The forgotten French philosopher Sartre--that existentialist dude--claimed what made travel interesting was the element of FEAR.
So it is with the travel of teaching. You go into class never totally in control. You cannot predict 100% what will be the outcome of what you do, unless you decide to play the total crowd pleaser, and, say, take them outside so that can not pay attention all period.
Fear. And fear is most exciting when you're going into class to try out something new. How will the attention deficit generation respond this time?
Have you ever written a short story back to front, when you start out knowing what the ending is? I never have. Story writing is a journey of discovery and only the story can generate the ending. I've never been able to impose one out on it before I write, but then my process begins with a feeling and general idea, not with anything more.
But what if you started at the end? What if you could come up with a super bang up ending, as in Viramontes "The Moths," where the 14 year old holds her dead grandmother like a child in the bathtub while moths fly out of her mouth. Or like the ending of Flannery O'Connor's "A Good Man is Hard to Find"?
So I am going into class with some super endings for short stories, some that I've made up that may not be very good, and some famous ones like those above. I am going to have them try writing endings first.

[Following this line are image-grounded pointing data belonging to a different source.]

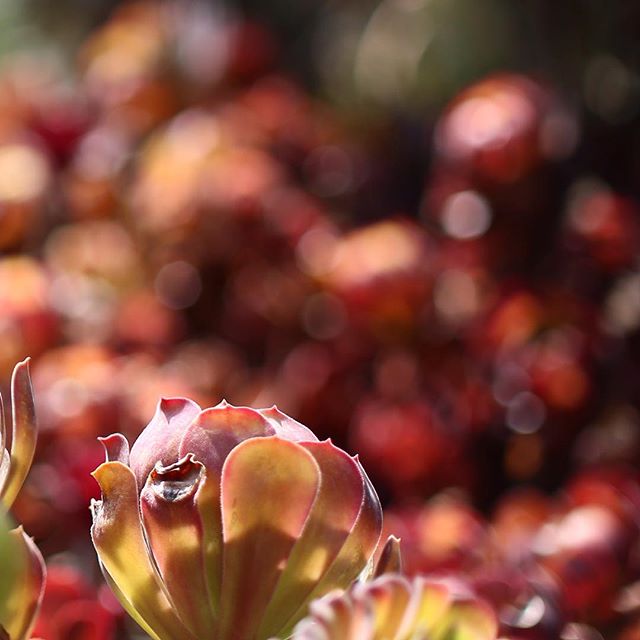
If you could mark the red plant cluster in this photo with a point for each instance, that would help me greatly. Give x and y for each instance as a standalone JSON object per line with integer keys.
{"x": 181, "y": 218}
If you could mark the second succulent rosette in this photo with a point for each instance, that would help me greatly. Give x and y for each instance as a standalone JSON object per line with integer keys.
{"x": 226, "y": 522}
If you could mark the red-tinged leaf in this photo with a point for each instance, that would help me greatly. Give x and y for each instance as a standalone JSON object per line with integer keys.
{"x": 331, "y": 521}
{"x": 160, "y": 439}
{"x": 121, "y": 546}
{"x": 286, "y": 427}
{"x": 174, "y": 531}
{"x": 388, "y": 599}
{"x": 467, "y": 620}
{"x": 24, "y": 435}
{"x": 390, "y": 560}
{"x": 356, "y": 551}
{"x": 429, "y": 603}
{"x": 269, "y": 487}
{"x": 116, "y": 448}
{"x": 218, "y": 430}
{"x": 21, "y": 605}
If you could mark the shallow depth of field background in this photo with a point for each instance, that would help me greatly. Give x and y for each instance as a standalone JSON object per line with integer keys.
{"x": 414, "y": 225}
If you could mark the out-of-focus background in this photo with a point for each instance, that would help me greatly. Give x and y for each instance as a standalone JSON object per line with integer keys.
{"x": 414, "y": 225}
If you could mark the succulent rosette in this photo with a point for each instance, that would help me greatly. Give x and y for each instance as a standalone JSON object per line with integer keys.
{"x": 392, "y": 607}
{"x": 22, "y": 571}
{"x": 226, "y": 522}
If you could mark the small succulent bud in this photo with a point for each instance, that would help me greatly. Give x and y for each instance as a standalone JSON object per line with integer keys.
{"x": 393, "y": 608}
{"x": 226, "y": 522}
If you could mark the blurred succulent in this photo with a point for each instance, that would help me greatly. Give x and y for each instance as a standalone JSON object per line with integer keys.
{"x": 226, "y": 522}
{"x": 21, "y": 564}
{"x": 392, "y": 607}
{"x": 16, "y": 461}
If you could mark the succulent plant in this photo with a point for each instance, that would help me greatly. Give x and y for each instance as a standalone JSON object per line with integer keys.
{"x": 22, "y": 568}
{"x": 226, "y": 522}
{"x": 392, "y": 607}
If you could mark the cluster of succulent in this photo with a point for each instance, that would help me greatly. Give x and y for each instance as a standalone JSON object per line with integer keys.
{"x": 453, "y": 294}
{"x": 231, "y": 522}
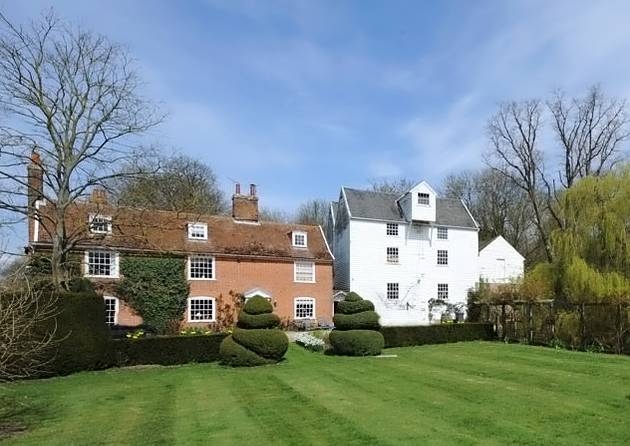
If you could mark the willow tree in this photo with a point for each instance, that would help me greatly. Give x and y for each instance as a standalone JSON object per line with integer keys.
{"x": 593, "y": 250}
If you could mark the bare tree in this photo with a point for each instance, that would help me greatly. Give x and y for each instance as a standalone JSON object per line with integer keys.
{"x": 27, "y": 328}
{"x": 179, "y": 184}
{"x": 498, "y": 205}
{"x": 591, "y": 131}
{"x": 393, "y": 186}
{"x": 514, "y": 137}
{"x": 312, "y": 212}
{"x": 72, "y": 99}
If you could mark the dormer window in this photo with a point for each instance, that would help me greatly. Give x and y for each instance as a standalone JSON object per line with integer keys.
{"x": 300, "y": 239}
{"x": 100, "y": 224}
{"x": 423, "y": 199}
{"x": 197, "y": 231}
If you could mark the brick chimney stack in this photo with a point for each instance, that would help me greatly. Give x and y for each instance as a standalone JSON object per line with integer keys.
{"x": 98, "y": 196}
{"x": 245, "y": 207}
{"x": 35, "y": 179}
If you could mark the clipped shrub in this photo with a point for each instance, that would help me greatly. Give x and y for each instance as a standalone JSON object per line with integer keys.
{"x": 310, "y": 342}
{"x": 437, "y": 334}
{"x": 268, "y": 320}
{"x": 352, "y": 307}
{"x": 234, "y": 354}
{"x": 270, "y": 344}
{"x": 84, "y": 338}
{"x": 167, "y": 350}
{"x": 366, "y": 320}
{"x": 357, "y": 342}
{"x": 256, "y": 340}
{"x": 356, "y": 328}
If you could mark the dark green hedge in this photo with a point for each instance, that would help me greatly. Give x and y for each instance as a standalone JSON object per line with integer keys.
{"x": 270, "y": 344}
{"x": 235, "y": 355}
{"x": 356, "y": 342}
{"x": 84, "y": 338}
{"x": 437, "y": 334}
{"x": 266, "y": 320}
{"x": 352, "y": 307}
{"x": 366, "y": 320}
{"x": 167, "y": 350}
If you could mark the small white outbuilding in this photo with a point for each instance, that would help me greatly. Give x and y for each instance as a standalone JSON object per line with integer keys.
{"x": 499, "y": 262}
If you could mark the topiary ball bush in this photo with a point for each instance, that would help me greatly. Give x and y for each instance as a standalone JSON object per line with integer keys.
{"x": 357, "y": 342}
{"x": 270, "y": 344}
{"x": 366, "y": 320}
{"x": 255, "y": 340}
{"x": 258, "y": 305}
{"x": 234, "y": 354}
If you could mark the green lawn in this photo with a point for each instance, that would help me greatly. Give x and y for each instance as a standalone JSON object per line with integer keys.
{"x": 468, "y": 393}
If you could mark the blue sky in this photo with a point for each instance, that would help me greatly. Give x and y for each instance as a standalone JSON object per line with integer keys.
{"x": 301, "y": 97}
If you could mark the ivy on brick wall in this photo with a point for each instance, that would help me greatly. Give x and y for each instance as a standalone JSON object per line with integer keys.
{"x": 156, "y": 288}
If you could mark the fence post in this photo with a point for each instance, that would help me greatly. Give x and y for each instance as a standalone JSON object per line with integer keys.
{"x": 582, "y": 327}
{"x": 619, "y": 330}
{"x": 503, "y": 322}
{"x": 552, "y": 312}
{"x": 530, "y": 328}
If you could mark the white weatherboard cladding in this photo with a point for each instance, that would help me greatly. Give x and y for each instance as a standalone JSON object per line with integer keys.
{"x": 499, "y": 262}
{"x": 417, "y": 272}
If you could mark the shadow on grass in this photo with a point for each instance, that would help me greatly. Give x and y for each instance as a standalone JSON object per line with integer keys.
{"x": 17, "y": 413}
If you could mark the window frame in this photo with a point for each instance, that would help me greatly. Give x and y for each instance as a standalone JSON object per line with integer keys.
{"x": 198, "y": 224}
{"x": 389, "y": 227}
{"x": 295, "y": 235}
{"x": 389, "y": 258}
{"x": 107, "y": 219}
{"x": 441, "y": 258}
{"x": 442, "y": 285}
{"x": 114, "y": 268}
{"x": 189, "y": 314}
{"x": 296, "y": 300}
{"x": 213, "y": 267}
{"x": 388, "y": 291}
{"x": 116, "y": 309}
{"x": 423, "y": 195}
{"x": 295, "y": 263}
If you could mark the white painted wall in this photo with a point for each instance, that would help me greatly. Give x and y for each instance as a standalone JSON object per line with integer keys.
{"x": 341, "y": 250}
{"x": 499, "y": 262}
{"x": 417, "y": 272}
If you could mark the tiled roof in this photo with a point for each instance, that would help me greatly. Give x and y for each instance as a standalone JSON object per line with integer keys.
{"x": 383, "y": 206}
{"x": 166, "y": 232}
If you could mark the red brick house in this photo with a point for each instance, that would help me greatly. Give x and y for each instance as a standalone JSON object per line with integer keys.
{"x": 289, "y": 264}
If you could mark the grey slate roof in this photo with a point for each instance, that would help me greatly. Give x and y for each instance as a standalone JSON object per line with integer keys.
{"x": 486, "y": 243}
{"x": 383, "y": 206}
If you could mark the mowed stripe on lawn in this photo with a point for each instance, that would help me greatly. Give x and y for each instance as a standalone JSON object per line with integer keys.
{"x": 469, "y": 393}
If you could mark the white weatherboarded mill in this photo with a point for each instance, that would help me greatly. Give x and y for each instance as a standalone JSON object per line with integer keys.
{"x": 402, "y": 251}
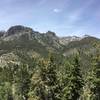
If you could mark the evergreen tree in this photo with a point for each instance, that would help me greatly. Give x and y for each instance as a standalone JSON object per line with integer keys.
{"x": 73, "y": 81}
{"x": 47, "y": 87}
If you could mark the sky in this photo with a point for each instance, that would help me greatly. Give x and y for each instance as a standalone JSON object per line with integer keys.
{"x": 64, "y": 17}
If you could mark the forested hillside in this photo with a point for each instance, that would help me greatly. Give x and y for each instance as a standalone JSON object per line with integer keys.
{"x": 43, "y": 66}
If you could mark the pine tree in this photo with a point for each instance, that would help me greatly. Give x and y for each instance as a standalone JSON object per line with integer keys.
{"x": 73, "y": 80}
{"x": 95, "y": 88}
{"x": 46, "y": 87}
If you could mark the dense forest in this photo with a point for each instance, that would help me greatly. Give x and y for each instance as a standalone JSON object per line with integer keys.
{"x": 51, "y": 79}
{"x": 36, "y": 66}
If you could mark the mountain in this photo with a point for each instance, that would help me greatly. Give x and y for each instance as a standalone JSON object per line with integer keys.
{"x": 22, "y": 43}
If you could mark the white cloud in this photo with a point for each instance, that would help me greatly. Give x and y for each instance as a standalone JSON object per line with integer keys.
{"x": 57, "y": 10}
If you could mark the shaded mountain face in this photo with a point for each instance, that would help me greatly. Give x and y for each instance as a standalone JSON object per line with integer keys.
{"x": 24, "y": 43}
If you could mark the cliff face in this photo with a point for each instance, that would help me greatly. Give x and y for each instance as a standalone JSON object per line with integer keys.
{"x": 23, "y": 43}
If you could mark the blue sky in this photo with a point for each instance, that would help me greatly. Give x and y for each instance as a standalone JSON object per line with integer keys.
{"x": 65, "y": 17}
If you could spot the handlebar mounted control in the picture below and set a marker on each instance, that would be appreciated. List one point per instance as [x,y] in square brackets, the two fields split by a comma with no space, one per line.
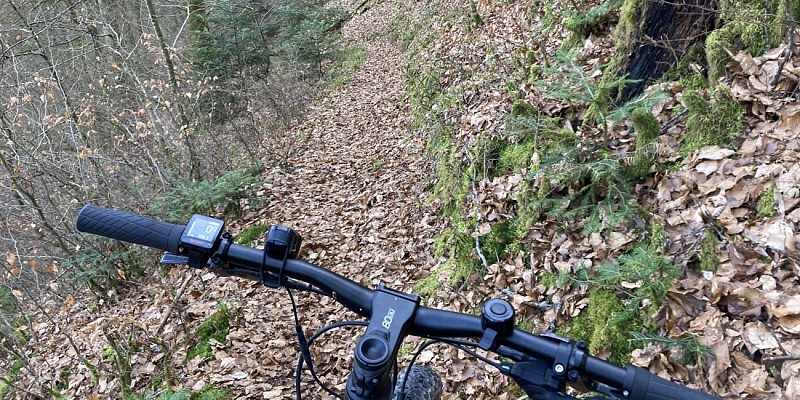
[282,243]
[199,239]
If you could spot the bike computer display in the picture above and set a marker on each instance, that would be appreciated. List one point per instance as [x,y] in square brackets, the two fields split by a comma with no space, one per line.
[199,237]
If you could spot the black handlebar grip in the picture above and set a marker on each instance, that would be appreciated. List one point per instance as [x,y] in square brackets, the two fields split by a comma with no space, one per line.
[643,385]
[129,227]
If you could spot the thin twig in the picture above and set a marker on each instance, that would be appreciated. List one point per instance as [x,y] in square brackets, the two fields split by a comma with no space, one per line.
[779,359]
[672,121]
[174,302]
[477,210]
[789,51]
[30,394]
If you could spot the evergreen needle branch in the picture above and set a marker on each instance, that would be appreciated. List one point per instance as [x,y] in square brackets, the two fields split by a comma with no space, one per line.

They may hate it. They idea may not work at all. That's where the small element of fear comes in. This is a totally untested exercise on my part. Maybe it lives somewhere in a creative writing text I've never read. If I have time I'll check the indexes of a few when I am at work.
To keep the job interesting, you have to take risks. And what the heck? So what if it doesn't work.
We don't necessarily have to fear fear itself.
A lot of new recipies get thrown in the trash. Someday soon, the state may require a standardized test at the end of each college course. Better get your risk taking in soon.